Case of Fancy Feast (Chicken) 12-24 cans depending on length of trip, and also Diabetic Maintenance kibble
Bowl for dry and bowl for wet food, plus fork and baggies to hold half-eaten can of wet foodWater bowl inside a larger bowl in case water slops out while in car.
Bottled water since I don’t trust tap water while traveling.Litter box, pooper scooper and tub of extra litter. Plus a cardboard sheet to go under the litter box in case Buddy’s aim is imperfect. Hey, it happens! Also a zillion plastic grocery bags to dispose of the poop and a big roll of paper toweling for such imperfect aim mishaps.
Let me just say here that I may have the ideal method for driving terrorists out of fox holes: old cat poop. It’s noxious and lethal. It has been known to rip me out of a dead sleep. On our trips up to Michigan in August and September for family weddings, Buddy timed his horrific BMs to coincide with me driving and Ray sleeping. Both times Ray woke up gagging, gasping for air, shoving his head out the window while I raced like Mad Max for the next exit, always at least a mile away. The thing is, Buddy cannot stand his own stink either, and will cry and yowl until the smell is dealt with. I won’t go into grisly details about the imperfectly-aimed BM in September that had me pulling over on the side of the exit ramp somewhere in Tennessee, going through 3/4 of a roll of paper toweling while Ray and Buddy yowled in unison in protest over the stench.

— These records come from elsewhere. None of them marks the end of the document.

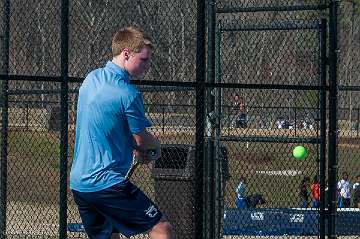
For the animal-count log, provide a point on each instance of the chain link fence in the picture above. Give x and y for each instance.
(268, 94)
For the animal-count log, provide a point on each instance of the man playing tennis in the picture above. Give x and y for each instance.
(111, 127)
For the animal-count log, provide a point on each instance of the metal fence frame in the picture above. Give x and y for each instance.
(208, 216)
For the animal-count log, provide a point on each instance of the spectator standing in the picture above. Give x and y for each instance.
(343, 188)
(315, 192)
(304, 192)
(356, 189)
(241, 194)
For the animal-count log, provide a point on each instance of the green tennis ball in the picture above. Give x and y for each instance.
(300, 152)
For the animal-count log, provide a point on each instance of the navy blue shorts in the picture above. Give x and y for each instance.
(122, 208)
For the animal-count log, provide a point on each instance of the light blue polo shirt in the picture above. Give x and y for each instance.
(109, 111)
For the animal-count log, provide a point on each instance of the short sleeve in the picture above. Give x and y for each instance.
(135, 115)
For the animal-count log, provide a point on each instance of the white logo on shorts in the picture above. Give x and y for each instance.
(151, 211)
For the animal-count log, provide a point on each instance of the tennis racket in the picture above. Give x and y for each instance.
(151, 154)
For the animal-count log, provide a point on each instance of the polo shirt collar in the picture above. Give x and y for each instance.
(117, 70)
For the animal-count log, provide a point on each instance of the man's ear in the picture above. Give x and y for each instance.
(126, 53)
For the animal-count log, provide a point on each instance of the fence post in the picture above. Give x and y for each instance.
(322, 120)
(333, 91)
(200, 116)
(64, 119)
(5, 118)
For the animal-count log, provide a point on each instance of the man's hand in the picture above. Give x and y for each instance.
(146, 156)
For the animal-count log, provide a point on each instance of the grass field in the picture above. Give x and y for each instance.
(33, 173)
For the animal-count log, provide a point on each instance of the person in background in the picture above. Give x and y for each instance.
(241, 194)
(304, 192)
(315, 192)
(356, 190)
(343, 188)
(239, 108)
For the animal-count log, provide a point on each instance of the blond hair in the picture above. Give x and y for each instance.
(130, 38)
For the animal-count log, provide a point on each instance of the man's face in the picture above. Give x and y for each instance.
(139, 63)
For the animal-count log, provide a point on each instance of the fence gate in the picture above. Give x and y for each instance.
(266, 94)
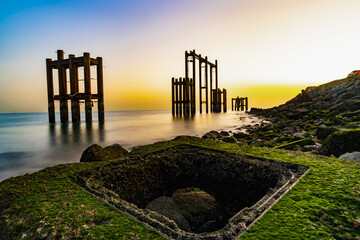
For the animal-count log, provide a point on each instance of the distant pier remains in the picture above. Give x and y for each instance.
(184, 89)
(72, 65)
(239, 104)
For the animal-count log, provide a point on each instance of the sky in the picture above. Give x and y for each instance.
(268, 50)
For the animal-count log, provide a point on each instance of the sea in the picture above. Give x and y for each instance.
(28, 142)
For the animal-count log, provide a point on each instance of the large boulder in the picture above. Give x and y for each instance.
(211, 135)
(198, 207)
(95, 153)
(296, 144)
(341, 142)
(354, 156)
(167, 207)
(324, 131)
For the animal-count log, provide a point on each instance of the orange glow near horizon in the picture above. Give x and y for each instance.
(267, 50)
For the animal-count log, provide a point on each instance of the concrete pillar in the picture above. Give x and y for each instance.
(87, 81)
(100, 88)
(64, 114)
(50, 86)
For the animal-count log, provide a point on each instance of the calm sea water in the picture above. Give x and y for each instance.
(29, 143)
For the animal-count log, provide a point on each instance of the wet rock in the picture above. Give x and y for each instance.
(167, 207)
(198, 207)
(224, 134)
(297, 145)
(95, 153)
(300, 135)
(309, 148)
(116, 151)
(324, 131)
(354, 156)
(341, 142)
(241, 135)
(229, 139)
(211, 135)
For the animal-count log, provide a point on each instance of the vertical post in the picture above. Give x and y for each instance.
(172, 96)
(74, 85)
(246, 101)
(50, 85)
(186, 65)
(216, 74)
(206, 86)
(200, 84)
(177, 96)
(180, 96)
(87, 80)
(224, 101)
(193, 107)
(64, 115)
(100, 88)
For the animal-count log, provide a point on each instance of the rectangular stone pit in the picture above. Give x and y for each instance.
(239, 188)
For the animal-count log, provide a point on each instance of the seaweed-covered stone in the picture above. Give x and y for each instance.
(354, 156)
(167, 207)
(116, 151)
(341, 142)
(296, 144)
(198, 207)
(229, 139)
(211, 135)
(324, 131)
(224, 133)
(241, 135)
(96, 153)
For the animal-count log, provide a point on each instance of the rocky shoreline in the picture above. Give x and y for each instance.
(321, 120)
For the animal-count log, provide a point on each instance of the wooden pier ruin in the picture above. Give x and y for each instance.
(184, 89)
(71, 67)
(239, 104)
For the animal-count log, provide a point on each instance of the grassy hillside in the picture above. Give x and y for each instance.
(325, 204)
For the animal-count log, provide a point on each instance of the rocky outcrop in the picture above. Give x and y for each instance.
(95, 153)
(354, 156)
(167, 207)
(341, 142)
(315, 113)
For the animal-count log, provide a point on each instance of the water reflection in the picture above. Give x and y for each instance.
(65, 134)
(42, 144)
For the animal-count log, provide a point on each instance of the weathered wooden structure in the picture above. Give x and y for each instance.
(239, 104)
(208, 85)
(72, 65)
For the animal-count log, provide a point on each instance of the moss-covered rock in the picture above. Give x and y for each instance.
(341, 142)
(167, 207)
(197, 206)
(300, 143)
(96, 153)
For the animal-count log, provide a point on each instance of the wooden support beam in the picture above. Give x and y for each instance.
(64, 114)
(100, 89)
(224, 101)
(176, 96)
(173, 96)
(200, 85)
(87, 81)
(180, 96)
(50, 86)
(211, 90)
(74, 89)
(193, 107)
(206, 85)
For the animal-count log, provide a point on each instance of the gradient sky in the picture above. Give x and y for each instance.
(267, 50)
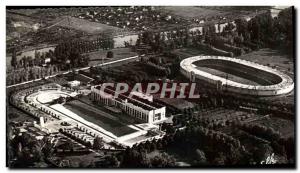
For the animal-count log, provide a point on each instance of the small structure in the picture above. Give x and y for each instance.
(74, 83)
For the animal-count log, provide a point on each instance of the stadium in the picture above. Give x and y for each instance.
(236, 75)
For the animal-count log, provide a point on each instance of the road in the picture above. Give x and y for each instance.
(84, 68)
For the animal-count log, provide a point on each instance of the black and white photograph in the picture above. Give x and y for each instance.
(145, 87)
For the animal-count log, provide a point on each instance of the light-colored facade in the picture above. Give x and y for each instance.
(141, 109)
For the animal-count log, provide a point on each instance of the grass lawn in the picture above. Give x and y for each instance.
(96, 116)
(119, 53)
(86, 26)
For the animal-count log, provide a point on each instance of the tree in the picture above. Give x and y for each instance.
(163, 161)
(98, 143)
(109, 54)
(14, 59)
(200, 157)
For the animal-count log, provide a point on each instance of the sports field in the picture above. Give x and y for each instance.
(98, 117)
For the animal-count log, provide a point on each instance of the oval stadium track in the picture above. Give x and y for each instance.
(266, 81)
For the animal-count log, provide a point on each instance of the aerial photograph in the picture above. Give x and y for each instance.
(144, 87)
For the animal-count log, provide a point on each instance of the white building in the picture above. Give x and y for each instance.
(74, 83)
(139, 108)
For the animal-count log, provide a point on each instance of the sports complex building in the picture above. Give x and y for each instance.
(261, 80)
(135, 106)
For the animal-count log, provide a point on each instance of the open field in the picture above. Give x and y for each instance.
(193, 12)
(119, 53)
(98, 117)
(188, 52)
(86, 26)
(272, 58)
(14, 114)
(231, 77)
(285, 127)
(189, 12)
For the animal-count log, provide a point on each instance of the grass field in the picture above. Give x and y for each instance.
(272, 58)
(192, 12)
(189, 12)
(86, 26)
(96, 116)
(119, 53)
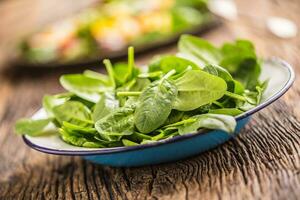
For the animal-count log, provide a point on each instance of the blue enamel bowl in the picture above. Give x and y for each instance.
(281, 77)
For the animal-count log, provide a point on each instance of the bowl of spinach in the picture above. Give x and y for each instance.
(177, 106)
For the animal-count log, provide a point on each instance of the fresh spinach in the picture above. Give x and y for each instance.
(201, 87)
(197, 88)
(155, 105)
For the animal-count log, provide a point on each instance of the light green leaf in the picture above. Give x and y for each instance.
(155, 105)
(197, 88)
(85, 87)
(32, 127)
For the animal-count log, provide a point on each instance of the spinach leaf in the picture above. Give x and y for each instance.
(129, 143)
(79, 141)
(73, 112)
(96, 75)
(155, 105)
(50, 101)
(107, 104)
(226, 111)
(210, 121)
(197, 88)
(218, 71)
(198, 50)
(240, 60)
(32, 127)
(85, 87)
(118, 123)
(168, 63)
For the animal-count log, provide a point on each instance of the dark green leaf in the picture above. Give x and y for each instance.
(155, 105)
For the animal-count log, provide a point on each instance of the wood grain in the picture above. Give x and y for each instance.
(262, 163)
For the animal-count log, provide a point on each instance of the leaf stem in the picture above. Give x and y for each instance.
(169, 74)
(110, 72)
(190, 120)
(130, 60)
(218, 104)
(150, 74)
(235, 96)
(122, 94)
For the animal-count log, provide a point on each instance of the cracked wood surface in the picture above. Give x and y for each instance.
(262, 163)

Suffice to say it took at least half of the air freshener to obliterate the smell. Leon Panetta. General Dempsey. Call me!Air freshener, carpet cleaner, rug to put under the litter box in a hotel room
Flashlight or round Tap Lights so Buddy can see in the dark in order to use litter box while in the car.
Nightlight so Buddy can see litter box in the dark in hotel roomHis stairs so he can get on and get off the bed
Pet brush, pet wipesSticky brush (to remove old cat fur off my clothes)
Buddy’s bed, a green donut with bumper sides. Also his favorite red blanket from Delta airlines. Also a thermal pad that gives off heat from body heat. Also a cushion pad placed under Bud’s green donut bed. He’s 20 and arthritic, so über-padding is necessary, especially when traveling on Michigan’s less than stellar highways.Also a cat carrier, one that actually fits Buddy and can be carried like a shoulder bag.
Suffice to say I am now appropriately humbled. Clearly parents of toddlers do not need to bring sticky brushes to IHOP.